New methods, along with development of miniaturized kits, have led some to speculate about applications of forensic DNA profiling for use in the field. Indeed, we are not far from the day where miniaturized crime scene kits could permit DNA extraction, analysis and computer database searching right at the crime scene. While possible, it is unclear whether such actions would be desirable or sensible, or whether such field applications would conform to requirements for standardized protocols in laboratories that would conform to DAB or SWGDAM requirements.
Storage of evidence and protocols for retrospective DNA profiling of previously adjudicated cases will continue to challenge the courts and the manpower of personnel in the criminal justice system.
Despite the remarkable capabilities of modern crime laboratories, fiscal imperatives often prevent optimal use of forensic DNA profiling of searching the existing databanks. For example, in individual cases funding shortages typically limit the number of evidentiary exemplars from being thoroughly examined. What effect this has on the result of individual cases is unknown. In old unsolved cases, this lack of DNA extraction obviously precludes the DNA profiles from being entered into the crime scene index. Because of these funding and staff shortages, searching the DNA profiles against the profiles obtained from other solved or unsolved cases, or against the profiles of known offenders, cannot be performed. Thus, many unsolved or cold cases languish in the archives of crime labs, waiting for that tenacious investigator, committed forensic scientist, or concerned family member to reactivate the case. Fortunately, in the U.S., federal funding has allowed for some backlog reduction to be accomplished, but other factors prevent such action in many cases. This is indeed unfortunate in light of the recidivistic nature of many offenders. Moreover, the powerful exculpatory power of DNA profiling and the possibility of exoneration remind us of the need not to ignore certain cases in which DNA profiling was never performed.

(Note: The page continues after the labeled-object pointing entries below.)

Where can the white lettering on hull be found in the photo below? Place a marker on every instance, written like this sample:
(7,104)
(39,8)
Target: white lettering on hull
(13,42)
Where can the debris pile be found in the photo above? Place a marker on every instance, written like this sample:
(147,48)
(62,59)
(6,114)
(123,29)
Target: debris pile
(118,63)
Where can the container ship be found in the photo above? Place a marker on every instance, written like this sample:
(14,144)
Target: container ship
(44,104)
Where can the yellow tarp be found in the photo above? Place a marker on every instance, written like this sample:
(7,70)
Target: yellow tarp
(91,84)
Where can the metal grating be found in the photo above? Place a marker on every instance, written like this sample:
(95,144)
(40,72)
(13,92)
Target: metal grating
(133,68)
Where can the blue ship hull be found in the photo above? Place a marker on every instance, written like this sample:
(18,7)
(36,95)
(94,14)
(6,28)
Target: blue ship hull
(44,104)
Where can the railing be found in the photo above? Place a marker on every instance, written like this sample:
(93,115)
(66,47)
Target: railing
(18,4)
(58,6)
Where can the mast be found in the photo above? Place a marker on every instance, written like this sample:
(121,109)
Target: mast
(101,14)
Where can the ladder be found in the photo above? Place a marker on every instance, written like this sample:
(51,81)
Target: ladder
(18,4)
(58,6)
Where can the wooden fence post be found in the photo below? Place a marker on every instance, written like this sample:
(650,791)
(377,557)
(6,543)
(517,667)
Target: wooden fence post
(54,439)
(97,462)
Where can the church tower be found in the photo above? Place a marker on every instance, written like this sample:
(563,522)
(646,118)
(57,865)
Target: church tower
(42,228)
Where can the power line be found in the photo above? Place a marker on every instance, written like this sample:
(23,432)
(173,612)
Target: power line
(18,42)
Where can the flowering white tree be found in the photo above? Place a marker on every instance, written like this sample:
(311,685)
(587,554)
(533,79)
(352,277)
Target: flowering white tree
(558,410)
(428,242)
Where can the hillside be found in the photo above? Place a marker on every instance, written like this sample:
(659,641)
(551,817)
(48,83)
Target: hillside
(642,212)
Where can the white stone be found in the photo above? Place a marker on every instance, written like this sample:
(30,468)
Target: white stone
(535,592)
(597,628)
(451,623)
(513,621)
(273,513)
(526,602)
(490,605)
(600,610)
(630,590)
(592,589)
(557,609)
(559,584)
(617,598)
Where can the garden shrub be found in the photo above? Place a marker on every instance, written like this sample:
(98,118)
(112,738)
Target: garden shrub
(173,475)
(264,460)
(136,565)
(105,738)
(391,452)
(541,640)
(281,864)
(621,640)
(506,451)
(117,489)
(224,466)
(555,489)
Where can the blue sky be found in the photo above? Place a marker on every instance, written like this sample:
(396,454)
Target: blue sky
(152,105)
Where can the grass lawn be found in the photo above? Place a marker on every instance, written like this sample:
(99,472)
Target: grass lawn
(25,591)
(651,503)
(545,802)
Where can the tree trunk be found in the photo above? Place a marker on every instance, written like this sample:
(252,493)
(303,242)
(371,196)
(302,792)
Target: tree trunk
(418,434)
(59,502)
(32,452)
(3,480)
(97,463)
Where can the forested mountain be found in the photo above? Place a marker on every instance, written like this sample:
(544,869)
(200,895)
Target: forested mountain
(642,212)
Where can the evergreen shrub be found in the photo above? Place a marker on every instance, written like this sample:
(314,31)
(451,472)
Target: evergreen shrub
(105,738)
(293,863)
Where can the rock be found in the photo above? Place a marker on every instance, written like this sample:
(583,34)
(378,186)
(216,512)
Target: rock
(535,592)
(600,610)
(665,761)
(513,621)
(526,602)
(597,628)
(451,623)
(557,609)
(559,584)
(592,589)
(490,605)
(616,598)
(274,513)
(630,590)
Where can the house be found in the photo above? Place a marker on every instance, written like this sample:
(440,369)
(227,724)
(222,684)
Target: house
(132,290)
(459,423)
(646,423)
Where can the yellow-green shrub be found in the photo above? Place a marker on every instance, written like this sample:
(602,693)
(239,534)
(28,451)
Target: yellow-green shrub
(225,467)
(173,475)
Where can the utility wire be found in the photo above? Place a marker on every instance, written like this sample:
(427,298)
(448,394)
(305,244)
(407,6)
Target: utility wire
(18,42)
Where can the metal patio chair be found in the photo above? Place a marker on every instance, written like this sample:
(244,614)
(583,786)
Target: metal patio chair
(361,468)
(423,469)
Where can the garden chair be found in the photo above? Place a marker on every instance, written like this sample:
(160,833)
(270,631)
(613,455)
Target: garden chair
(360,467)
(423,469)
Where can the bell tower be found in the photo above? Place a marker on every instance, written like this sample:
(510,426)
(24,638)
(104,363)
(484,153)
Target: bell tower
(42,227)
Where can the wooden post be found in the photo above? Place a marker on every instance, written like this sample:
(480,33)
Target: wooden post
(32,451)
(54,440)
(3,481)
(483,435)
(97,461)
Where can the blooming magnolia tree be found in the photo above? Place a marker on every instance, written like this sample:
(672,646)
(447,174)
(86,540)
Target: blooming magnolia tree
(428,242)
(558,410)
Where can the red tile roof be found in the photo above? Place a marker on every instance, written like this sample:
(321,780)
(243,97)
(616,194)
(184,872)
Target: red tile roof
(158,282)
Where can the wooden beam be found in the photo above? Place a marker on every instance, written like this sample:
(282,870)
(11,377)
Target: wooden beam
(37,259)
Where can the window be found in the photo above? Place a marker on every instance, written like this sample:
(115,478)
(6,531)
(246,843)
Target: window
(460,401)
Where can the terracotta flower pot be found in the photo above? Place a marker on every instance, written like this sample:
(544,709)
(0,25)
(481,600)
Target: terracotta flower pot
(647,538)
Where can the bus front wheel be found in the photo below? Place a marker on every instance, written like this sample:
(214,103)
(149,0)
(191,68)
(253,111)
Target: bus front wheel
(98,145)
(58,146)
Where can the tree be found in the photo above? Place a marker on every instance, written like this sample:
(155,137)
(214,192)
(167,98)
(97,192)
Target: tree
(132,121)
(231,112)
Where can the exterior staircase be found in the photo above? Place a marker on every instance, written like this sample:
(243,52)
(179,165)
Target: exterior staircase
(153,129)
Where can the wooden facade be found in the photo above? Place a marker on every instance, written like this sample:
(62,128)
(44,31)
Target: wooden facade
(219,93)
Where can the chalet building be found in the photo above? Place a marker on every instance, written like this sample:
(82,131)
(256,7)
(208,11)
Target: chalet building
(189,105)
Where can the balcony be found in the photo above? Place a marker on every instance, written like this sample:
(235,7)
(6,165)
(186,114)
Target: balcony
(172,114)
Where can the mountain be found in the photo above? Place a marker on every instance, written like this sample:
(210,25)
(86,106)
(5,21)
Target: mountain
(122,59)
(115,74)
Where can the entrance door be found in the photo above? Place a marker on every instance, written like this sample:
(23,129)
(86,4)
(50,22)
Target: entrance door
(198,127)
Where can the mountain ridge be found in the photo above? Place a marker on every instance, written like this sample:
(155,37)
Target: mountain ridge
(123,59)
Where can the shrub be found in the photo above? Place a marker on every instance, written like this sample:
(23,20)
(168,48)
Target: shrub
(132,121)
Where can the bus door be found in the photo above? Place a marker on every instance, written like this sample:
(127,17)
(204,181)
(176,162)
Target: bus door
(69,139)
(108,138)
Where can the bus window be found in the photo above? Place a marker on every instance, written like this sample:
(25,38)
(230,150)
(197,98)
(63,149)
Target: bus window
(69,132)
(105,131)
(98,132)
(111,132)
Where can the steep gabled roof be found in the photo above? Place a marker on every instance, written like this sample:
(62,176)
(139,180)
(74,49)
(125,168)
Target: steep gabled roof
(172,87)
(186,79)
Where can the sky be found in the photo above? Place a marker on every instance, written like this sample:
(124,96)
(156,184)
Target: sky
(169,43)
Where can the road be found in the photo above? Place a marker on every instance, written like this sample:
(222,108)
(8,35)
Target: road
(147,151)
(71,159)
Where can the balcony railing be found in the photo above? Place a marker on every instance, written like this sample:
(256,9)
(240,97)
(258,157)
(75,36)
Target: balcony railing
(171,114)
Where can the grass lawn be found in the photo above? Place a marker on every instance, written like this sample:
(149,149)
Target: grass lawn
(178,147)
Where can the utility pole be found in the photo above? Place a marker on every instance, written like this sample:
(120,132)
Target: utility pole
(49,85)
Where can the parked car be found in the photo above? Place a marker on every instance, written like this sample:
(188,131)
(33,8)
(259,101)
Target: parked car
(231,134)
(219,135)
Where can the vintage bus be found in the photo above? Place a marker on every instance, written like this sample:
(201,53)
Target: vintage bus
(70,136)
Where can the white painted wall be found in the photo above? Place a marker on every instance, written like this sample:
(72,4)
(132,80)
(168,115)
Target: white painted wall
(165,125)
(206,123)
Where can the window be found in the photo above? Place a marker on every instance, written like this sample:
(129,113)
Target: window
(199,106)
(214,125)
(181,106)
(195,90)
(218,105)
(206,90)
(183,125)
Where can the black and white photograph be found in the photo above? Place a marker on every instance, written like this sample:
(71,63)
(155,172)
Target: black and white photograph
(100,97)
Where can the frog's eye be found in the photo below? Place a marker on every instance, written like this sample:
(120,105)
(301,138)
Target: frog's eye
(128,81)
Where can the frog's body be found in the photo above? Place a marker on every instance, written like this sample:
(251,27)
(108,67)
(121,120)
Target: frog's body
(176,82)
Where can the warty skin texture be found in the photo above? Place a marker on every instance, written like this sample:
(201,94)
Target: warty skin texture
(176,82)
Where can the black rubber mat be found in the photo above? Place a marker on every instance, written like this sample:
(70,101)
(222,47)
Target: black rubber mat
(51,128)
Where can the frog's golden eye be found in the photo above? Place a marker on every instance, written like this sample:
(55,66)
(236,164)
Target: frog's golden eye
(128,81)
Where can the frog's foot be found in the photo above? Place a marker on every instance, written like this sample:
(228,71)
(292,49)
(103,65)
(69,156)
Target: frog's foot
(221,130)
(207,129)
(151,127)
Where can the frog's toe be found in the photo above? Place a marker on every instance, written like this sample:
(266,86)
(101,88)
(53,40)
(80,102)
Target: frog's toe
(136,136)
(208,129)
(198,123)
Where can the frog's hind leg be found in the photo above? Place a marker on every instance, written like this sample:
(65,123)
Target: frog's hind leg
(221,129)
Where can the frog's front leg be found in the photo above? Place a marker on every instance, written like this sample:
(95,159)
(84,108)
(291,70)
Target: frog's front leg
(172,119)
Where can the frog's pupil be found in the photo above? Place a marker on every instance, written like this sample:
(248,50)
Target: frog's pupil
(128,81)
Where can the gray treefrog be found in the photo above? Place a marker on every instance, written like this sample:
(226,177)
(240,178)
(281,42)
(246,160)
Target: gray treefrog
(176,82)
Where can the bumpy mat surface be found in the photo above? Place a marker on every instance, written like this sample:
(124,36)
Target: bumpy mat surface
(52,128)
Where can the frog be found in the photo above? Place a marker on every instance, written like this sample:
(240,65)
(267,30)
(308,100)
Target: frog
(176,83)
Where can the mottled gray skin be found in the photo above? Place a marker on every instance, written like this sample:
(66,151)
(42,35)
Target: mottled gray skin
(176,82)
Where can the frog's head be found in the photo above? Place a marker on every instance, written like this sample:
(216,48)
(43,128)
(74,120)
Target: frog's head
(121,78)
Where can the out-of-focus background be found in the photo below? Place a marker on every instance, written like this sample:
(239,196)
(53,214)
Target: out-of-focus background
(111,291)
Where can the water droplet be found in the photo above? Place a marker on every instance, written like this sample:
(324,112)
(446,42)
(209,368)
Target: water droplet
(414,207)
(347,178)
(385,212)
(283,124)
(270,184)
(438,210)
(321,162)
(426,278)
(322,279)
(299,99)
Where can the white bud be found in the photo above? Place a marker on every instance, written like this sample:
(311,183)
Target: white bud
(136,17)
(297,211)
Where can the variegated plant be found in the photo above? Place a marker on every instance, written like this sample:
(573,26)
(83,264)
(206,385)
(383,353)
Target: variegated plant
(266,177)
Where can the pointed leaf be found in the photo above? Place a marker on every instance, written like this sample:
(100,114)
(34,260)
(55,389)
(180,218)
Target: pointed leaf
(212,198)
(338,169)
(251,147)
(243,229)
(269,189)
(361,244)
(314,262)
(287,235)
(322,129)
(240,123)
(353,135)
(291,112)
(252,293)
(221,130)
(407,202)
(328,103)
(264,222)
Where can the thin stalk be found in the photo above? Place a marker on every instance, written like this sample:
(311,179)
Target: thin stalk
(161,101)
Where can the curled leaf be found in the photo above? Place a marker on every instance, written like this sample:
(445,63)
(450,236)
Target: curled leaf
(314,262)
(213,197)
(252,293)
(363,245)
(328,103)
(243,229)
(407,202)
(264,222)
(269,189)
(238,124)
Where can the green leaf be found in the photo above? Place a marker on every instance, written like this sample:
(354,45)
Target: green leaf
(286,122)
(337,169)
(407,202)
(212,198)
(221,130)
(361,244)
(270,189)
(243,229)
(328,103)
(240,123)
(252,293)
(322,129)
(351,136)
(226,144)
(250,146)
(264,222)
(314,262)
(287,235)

Several practical matters account for the tremendous backlog in working old unsolved cases that might benefit from modern DNA analysis. The first is a shortage of qualified examiners in the crime labs. Even though advances in computer robotics and sample tracking software have eliminated many hours of tedium in the handling and processing of samples, the initial examination of evidence, selection of which exemplars to test, and the interpretation of results requires highly skilled individuals, whose work will be scrutinized in the courts. Second is the fact that difficulties with proper evidence storage may prevent successful extraction of DNA years later. Once adjudicated, case crime scene evidence is very often stored properly in crime labs or police storage facilities under carefully controlled conditions. However storage practices are highly variable and sadly key evidence that may have been untested may be more haphazardly stored in less than ideal conditions, or even discarded, preventing current or future technologies from being applied in retrospective analysis. Very recently, legislative proposals have been offered in several U.S. states to require that all evidence that might contain DNA be stored indefinitely.